The case of 772 bits has been described above as an example, but the same applies to other cases.

[0017]

As described above, according to the present invention, when a plurality of synchronization candidates still remain after the end of backward protection,
The synchronization candidate captured first is regarded as a synchronization pattern, but other synchronization candidates are held in the cyclic register without discarding, and when the current synchronization pattern is determined to be false synchronization, the synchronization candidate captured next is assumed. Is regarded as a synchronization pattern, so that there is an effect that it is not necessary to take a time for re-inspection and backward protection.

Further, since it can be repeatedly executed until a true synchronization pattern is found, the true synchronization pattern can be reliably detected even if the same data as the synchronization pattern is continuously received from the opposite transmitter for a long period of time. This has the effect of ensuring complete data transparency.

[Brief description of the drawings]

FIG. 1 is a block diagram showing the configuration of an embodiment of the present invention.

FIG. 2 is a connection diagram showing a configuration of a match detection circuit shown in FIG. 1;

FIG. 3 is a connection diagram showing a configuration of a self-running counter shown in FIG.

FIG. 4 is a tamming diagram showing the operation of the embodiment of the present invention.

[Explanation of symbols]

 DESCRIPTION OF SYMBOLS 1 Shift register 2 Match detection circuit 3 Cyclic register 4 Candidate number counter 5 Timer 6 Self-running counter 7 Latch 8 NAND circuit 9 Inverter 11, 12, 13, 14 AND circuit 50 PCM input terminal 51 Restart control output terminal 52 Control signal input terminal 53 Frame pulse output terminal 61 AND circuit 62 Counter 63 Latch

Claims (2)

(57) [Claims] A first terminal for inputting PCM data, the first terminal being connected to a synchronization signal determining circuit for generating a control signal when the determination result is false, and determining the synchronization signal; In a frame synchronization circuit having a second terminal for applying a frame pulse to a hand circuit, a shift register for holding PCM data passing through the first terminal, and a synchronization bit interval included in the PCM data held in the shift register And a cyclic register having a number of bits equal to the synchronization bit interval and all of the bits being set in an initial state.

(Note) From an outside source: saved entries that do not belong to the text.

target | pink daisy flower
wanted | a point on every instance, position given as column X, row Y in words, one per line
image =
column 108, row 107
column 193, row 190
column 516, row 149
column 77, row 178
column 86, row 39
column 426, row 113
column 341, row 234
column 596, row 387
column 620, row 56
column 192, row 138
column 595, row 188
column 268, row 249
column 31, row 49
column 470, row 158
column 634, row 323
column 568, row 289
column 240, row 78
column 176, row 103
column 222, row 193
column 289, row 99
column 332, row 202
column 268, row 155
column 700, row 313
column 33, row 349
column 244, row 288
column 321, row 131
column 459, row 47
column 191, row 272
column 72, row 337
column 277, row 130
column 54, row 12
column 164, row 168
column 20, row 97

Means for resetting the corresponding bit of the cyclic register when the result does not match; A self-running counter provided to a terminal, a means for driving the self-running counter in accordance with a set bit output first from the cyclic register after measuring a time required for backward protection, and a control signal from the synchronization signal determining means. At the time of input, the control signal is latched, and during the period in which the control signal is latched, the corresponding bit of the cyclic register is reset at the timing of the output pulse of the self-running counter. Means for resetting a signal. 2. The frame synchronization apparatus according to claim 1, further comprising an initial state setting means for counting the number of set bits in said cyclic register and setting an own frame synchronization circuit to an initial state when the counted value indicates zero. circuit.